Menimbun Barang Di Luar Angkasa: Berjuang Untuk Bertahan Hidup Di Dunia Yang Krisis.

Menimbun Barang Di Luar Angkasa: Berjuang Untuk Bertahan Hidup Di Dunia Yang Krisis.
240


__ADS_3

Bab 240


    “Hutan ini sangat besar, mereka harus memiliki pos terdepan, Jiang Rong, temukan pos terdepan mereka terlebih dahulu, jika ada seorang wanita, dapatkan saja kartu identitasnya.”


    Jiang Rong menggunakan indra pendengarannya yang tajam, lalu menunjuk ke kanan.


    “Ada beberapa suara dan asap dari utara.” Dia menunjuk ke langit, dan Ye Fucai melihat semburan asap putih naik dan menyatu dengan langit kelabu.


    "Bagus, ayo pergi." Ye Fu bersandar pada tiang trekking. Ada balok es di tanah beku, dan dia akan terpeleset jika dia tidak hati-hati. Dia mengikatkan dua lapis bantalan lutut di sekitar lututnya.

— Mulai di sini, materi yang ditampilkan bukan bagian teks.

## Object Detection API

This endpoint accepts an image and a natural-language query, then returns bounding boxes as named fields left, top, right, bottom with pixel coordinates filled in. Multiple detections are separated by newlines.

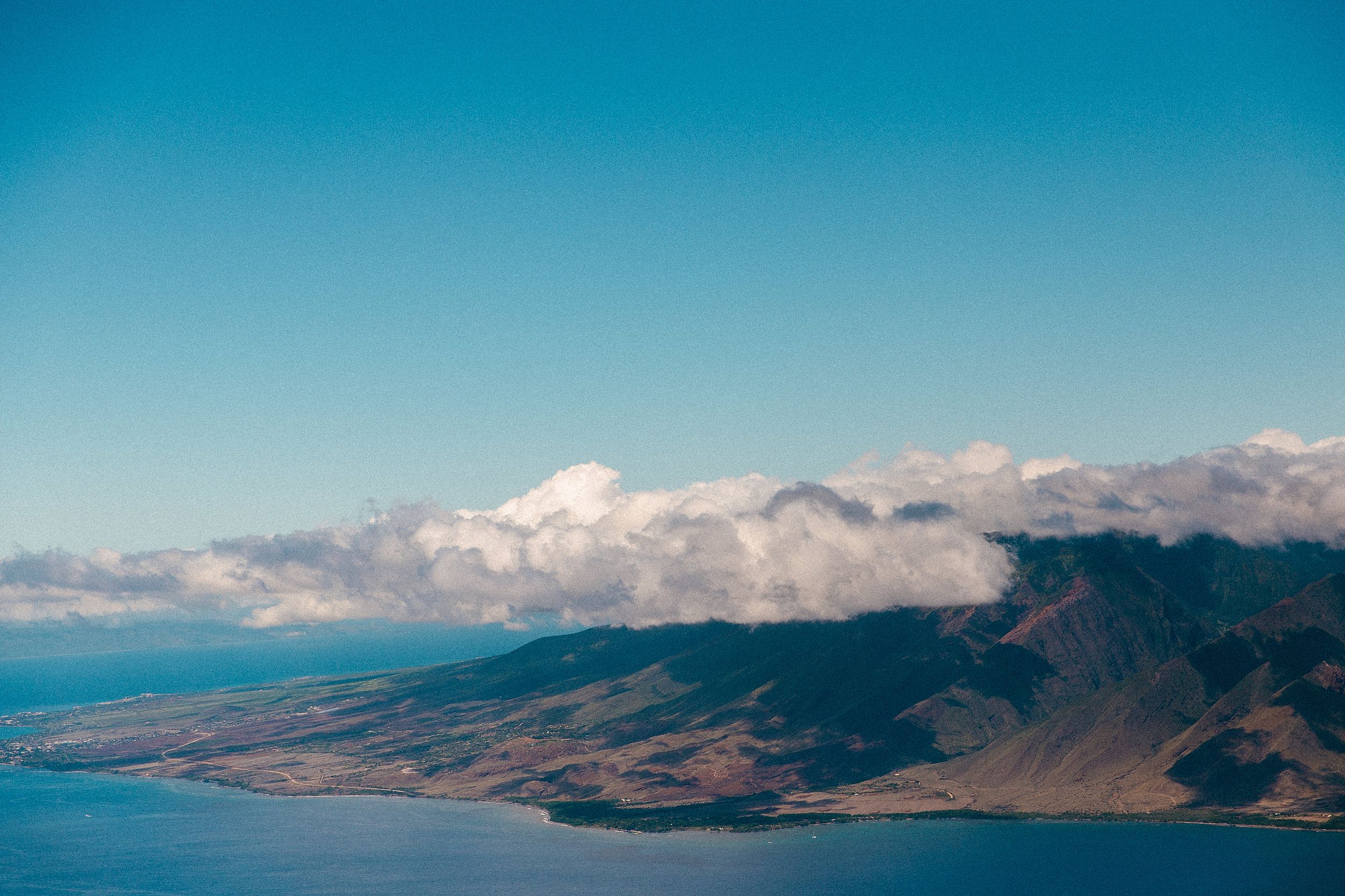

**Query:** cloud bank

left=0, top=429, right=1345, bottom=625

    Setelah berjalan sekitar satu jam, keduanya akhirnya sampai di belakang pos terdepan, ada jalan di depan pos terdepan, dan beberapa mobil terparkir di halaman.


    Di kamar kecil di sebelahnya, ada dua erha yang sedang tidur.


    Tangisan seorang wanita datang dari kamar, Ye Fu dan Jiang Rong berjalan mendekat dan melihat ke dalam melalui jendela di belakang tiang Seorang wanita dipukuli dan dilanggar, dia menangis dan memohon belas kasihan, sementara yang lain tertawa dan mengutuk kata-kata umpatan yang tak tertahankan.


    Jiang Rong tidak ingin Ye Fu melihat foto-foto ini, jadi dia memeluknya dengan wajah dingin.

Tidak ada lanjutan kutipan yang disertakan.